Говорил он долго, ловко, точно на дудочке играя, и все за столом примолкли; всегда бывало так, что, слушая его, люди точно засыпали; Яков тоже испытывал обаяние его речей, он чувствовал в них настоящую правду, но ему хотелось спросить Митю:
«Зачем же ты женился на некрасивой, глупой девице?»
Яков видел в его отношении к жене нечто фальшивое, слишком любезное, подчеркнутую заботливость; Якову казалось, что и сестра чувствует эту фальшь, она жила уныло, молчаливо, слишком легко раздражалась и гораздо чаще, оживленнее беседовала о политике с Мироном, чем с веселым мужем своим. Кроме политики, она не умела говорить ни о чем.
Иногда Яков думал, что Митя Лонгинов явился не из веселой, беспечной страны, а выскочил из какой-то скучной, темной ямы, дорвался до незнакомых, новых для него людей и от радости, что наконец дорвался, пляшет пред ними, смешит, умиляется обилию их, удивлен чем-то. Вот в этом его удивлении Яков подмечал нечто глуповатое; так удивляется мальчишка в магазине игрушек, но — мальчишка, умно и сразу отличающий, какие игрушки лучше.

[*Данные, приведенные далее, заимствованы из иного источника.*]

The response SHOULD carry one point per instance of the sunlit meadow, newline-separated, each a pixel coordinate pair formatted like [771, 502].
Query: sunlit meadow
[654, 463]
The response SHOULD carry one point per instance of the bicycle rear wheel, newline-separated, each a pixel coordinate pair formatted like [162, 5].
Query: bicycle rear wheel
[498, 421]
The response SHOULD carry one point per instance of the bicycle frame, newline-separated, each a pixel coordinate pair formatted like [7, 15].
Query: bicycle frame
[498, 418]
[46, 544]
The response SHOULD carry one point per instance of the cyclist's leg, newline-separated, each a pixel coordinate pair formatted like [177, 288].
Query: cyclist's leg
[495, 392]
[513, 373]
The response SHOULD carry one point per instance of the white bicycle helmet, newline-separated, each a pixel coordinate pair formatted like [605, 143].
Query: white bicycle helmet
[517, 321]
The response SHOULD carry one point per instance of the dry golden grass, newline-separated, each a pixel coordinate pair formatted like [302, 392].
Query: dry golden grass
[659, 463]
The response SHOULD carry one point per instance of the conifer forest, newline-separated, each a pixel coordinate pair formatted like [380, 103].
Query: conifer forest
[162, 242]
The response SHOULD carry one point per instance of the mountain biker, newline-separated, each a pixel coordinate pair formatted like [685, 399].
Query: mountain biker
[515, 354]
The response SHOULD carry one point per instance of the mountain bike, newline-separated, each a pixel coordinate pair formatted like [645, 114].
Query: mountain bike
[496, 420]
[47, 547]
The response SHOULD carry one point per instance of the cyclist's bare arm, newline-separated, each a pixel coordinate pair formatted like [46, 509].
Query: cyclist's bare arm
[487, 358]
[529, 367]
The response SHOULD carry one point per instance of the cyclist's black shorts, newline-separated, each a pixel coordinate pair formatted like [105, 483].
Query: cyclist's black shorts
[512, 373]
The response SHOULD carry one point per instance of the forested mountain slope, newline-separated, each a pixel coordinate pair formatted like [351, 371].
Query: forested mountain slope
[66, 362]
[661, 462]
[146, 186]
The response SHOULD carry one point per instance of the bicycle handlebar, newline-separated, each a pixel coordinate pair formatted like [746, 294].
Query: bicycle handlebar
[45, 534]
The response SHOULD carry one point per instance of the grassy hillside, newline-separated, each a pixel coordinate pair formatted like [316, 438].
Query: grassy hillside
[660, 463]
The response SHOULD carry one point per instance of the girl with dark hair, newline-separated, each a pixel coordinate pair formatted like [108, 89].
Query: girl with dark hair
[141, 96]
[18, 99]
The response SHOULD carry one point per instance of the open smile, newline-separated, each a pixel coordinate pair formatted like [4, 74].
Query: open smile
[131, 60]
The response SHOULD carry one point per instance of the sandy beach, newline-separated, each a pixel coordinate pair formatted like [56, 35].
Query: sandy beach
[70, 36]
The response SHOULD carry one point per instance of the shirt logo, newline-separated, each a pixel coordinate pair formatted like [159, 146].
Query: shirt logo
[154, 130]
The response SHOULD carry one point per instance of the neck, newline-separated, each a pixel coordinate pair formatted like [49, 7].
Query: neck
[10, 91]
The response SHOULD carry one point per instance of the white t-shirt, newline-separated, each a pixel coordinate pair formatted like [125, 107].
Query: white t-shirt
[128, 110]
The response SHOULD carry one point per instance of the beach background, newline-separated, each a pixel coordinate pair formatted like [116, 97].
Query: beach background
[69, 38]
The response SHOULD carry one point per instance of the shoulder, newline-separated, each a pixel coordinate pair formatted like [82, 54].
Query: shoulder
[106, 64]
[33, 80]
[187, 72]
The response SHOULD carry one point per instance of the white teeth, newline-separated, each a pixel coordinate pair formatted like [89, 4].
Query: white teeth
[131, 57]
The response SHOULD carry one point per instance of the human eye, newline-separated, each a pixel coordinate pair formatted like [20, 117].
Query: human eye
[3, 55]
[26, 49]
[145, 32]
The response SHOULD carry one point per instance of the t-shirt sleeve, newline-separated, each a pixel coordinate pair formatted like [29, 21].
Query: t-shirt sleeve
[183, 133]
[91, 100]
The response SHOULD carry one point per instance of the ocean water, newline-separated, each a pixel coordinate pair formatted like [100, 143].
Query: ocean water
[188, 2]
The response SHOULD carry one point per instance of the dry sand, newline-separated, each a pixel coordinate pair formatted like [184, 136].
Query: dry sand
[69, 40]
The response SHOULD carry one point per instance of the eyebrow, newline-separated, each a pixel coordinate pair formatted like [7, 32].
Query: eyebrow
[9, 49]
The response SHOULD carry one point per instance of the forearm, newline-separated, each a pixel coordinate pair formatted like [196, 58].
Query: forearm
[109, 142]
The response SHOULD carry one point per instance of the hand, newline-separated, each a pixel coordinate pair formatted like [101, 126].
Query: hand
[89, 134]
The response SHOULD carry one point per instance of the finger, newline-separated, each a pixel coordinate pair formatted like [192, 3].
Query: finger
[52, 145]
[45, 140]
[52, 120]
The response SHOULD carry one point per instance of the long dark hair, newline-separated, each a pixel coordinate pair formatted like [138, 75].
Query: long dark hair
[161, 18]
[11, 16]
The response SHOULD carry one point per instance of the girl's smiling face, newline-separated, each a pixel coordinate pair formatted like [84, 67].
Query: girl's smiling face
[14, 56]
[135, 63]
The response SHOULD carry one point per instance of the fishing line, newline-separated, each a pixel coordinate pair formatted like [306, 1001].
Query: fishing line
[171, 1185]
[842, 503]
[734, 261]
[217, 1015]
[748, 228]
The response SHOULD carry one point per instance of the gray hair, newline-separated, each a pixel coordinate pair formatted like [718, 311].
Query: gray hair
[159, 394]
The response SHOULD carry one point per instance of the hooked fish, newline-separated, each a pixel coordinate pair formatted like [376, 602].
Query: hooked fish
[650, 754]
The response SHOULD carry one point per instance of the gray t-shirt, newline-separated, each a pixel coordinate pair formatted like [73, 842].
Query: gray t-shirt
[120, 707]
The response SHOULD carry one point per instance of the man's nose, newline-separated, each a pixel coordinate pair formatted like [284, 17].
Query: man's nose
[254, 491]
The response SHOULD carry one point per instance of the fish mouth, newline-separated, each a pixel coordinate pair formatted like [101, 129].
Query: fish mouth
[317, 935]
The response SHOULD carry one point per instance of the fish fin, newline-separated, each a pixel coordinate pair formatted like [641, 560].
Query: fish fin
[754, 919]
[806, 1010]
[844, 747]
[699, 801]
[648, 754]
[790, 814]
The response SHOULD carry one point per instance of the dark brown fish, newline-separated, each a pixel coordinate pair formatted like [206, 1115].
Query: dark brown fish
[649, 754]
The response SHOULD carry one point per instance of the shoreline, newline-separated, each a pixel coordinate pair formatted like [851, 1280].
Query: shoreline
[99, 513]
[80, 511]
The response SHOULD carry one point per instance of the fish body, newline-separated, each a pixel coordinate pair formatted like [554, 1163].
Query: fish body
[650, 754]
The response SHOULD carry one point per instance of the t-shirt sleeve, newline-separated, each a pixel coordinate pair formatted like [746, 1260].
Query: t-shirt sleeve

Из всех людей в доме и на фабрике двое определенно не любили Татьянина мужа: дядя Никита и Тихон Вялов. На вопрос Якова: как ему нравится Митя, — дворник спокойно ответил:
— Неверный.
— Чем?
— Муха. На всякую дрянь садится.
Яков долго, настойчиво допрашивал старика, но тот не мог сказать ничего более ясного.
— Сам видишь, Яков Петрович, — сказал он. — Видишь
Дядя, монах, сказал почти то же.
— Пылит, — сказал он, вздохнув. — Я таких много видел, краснобаев. Путают они народ. И сами тоже в словах запутались. Скажи ему: горох, а он тебе: горы, ох… Да, да.
Было странно слышать, что этот кроткий урод говорит сердито, почти со злобой, совершенно несвойственной ему. И еще более удивляло единогласие Тихона и дяди в оценке мужа Татьяны, — старики жили несогласно, в какой-то явной, но немой вражде, почти не разговаривая, сторонясь друг друга. В этом Яков еще раз видел надоевшую ему человеческую глупость: в чем могут быть не согласны люди, которых завтра же опрокинет смерть?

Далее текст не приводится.